Abstract

Multipotent neural stem cells (NSCs) are operationally defined by their ability to self-renew, to differentiate into cells of all glial and neuronal lineages throughout the neuraxis, and to populate developing or degenerating CNS regions. Thus their use as a graft material can be considered analogous to hematopoietic stem cell-mediated reconstitution and gene transfer. The recognition that NSCs propagated in culture could be reimplanted into mammalian brain, where they might integrate appropriately throughout the mammalian CNS and stably express foreign genes, has unveiled a new role for neural transplantation and gene therapy and a possible strategy for addressing the CNS manifestations of diseases that heretofore has been refractory to intervention.
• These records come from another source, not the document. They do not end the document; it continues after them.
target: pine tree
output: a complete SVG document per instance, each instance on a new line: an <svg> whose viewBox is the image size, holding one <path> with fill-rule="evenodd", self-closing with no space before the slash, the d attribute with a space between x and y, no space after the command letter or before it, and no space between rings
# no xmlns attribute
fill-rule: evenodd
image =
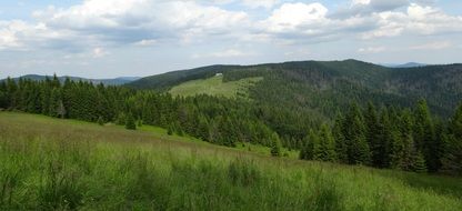
<svg viewBox="0 0 462 211"><path fill-rule="evenodd" d="M414 140L418 150L422 152L429 171L436 171L440 167L439 143L435 141L433 120L425 100L420 100L414 112Z"/></svg>
<svg viewBox="0 0 462 211"><path fill-rule="evenodd" d="M418 172L418 173L425 173L425 172L428 172L425 159L424 159L422 152L418 152L416 153L413 170L415 172Z"/></svg>
<svg viewBox="0 0 462 211"><path fill-rule="evenodd" d="M278 133L273 132L271 135L271 155L281 157L281 140L279 139Z"/></svg>
<svg viewBox="0 0 462 211"><path fill-rule="evenodd" d="M371 160L371 152L368 141L365 140L363 117L356 103L351 105L344 124L343 134L348 144L349 163L369 164Z"/></svg>
<svg viewBox="0 0 462 211"><path fill-rule="evenodd" d="M393 169L405 169L404 164L404 143L401 139L398 131L391 131L392 133L392 144L391 144L391 154L390 154L390 165Z"/></svg>
<svg viewBox="0 0 462 211"><path fill-rule="evenodd" d="M137 124L134 123L134 118L131 113L129 113L127 115L125 129L127 130L137 130Z"/></svg>
<svg viewBox="0 0 462 211"><path fill-rule="evenodd" d="M168 135L173 135L173 131L174 131L173 125L169 124L169 127L167 128L167 134Z"/></svg>
<svg viewBox="0 0 462 211"><path fill-rule="evenodd" d="M343 124L344 124L344 118L343 115L338 112L335 118L335 123L332 129L332 134L335 141L335 154L338 158L338 161L341 163L349 163L348 160L348 147L345 143L345 137L343 134Z"/></svg>
<svg viewBox="0 0 462 211"><path fill-rule="evenodd" d="M462 175L462 104L455 111L449 130L443 134L442 169Z"/></svg>
<svg viewBox="0 0 462 211"><path fill-rule="evenodd" d="M308 135L303 139L303 147L300 151L300 159L302 160L313 160L314 157L314 143L319 142L318 134L310 130Z"/></svg>
<svg viewBox="0 0 462 211"><path fill-rule="evenodd" d="M98 118L98 124L104 125L104 120L102 119L102 117Z"/></svg>
<svg viewBox="0 0 462 211"><path fill-rule="evenodd" d="M327 124L321 125L319 139L314 141L313 159L331 162L337 160L335 142L333 140L332 132Z"/></svg>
We have tracked the response of host and transplanted NSCs to brain or spinal cord injury and explored the therapeutic potential of NSCs injected into the animal CNS subjected to focal hypoxic-ische-mic (HI) brain or spinal cord injury. Such cells integrated appropriately into the degenerating CNS, showed robust engraftment and foreign gene expression within the region of CNS injury, and appeared to have migrated preferentially to the site of injury, experienced limited proliferation, and differentiated into neural cells lost to injury, trying to repopulate the damaged CNS area. The transplantation of exogenous NSCs may, in fact, augment a natural self-repair process in which the damaged CNS "attempts" to mobilize its own pool of stem cells. Providing additional NSCs and trophic factors may optimize this response. Therefore, NSCs may provide a novel approach to reconstituting CNS damaged by HI brain or spinal cord injury. Preliminary data in animal models of hypoxic-ischemic brain injury or contusive spinal cord injury lend support to these hypotheses.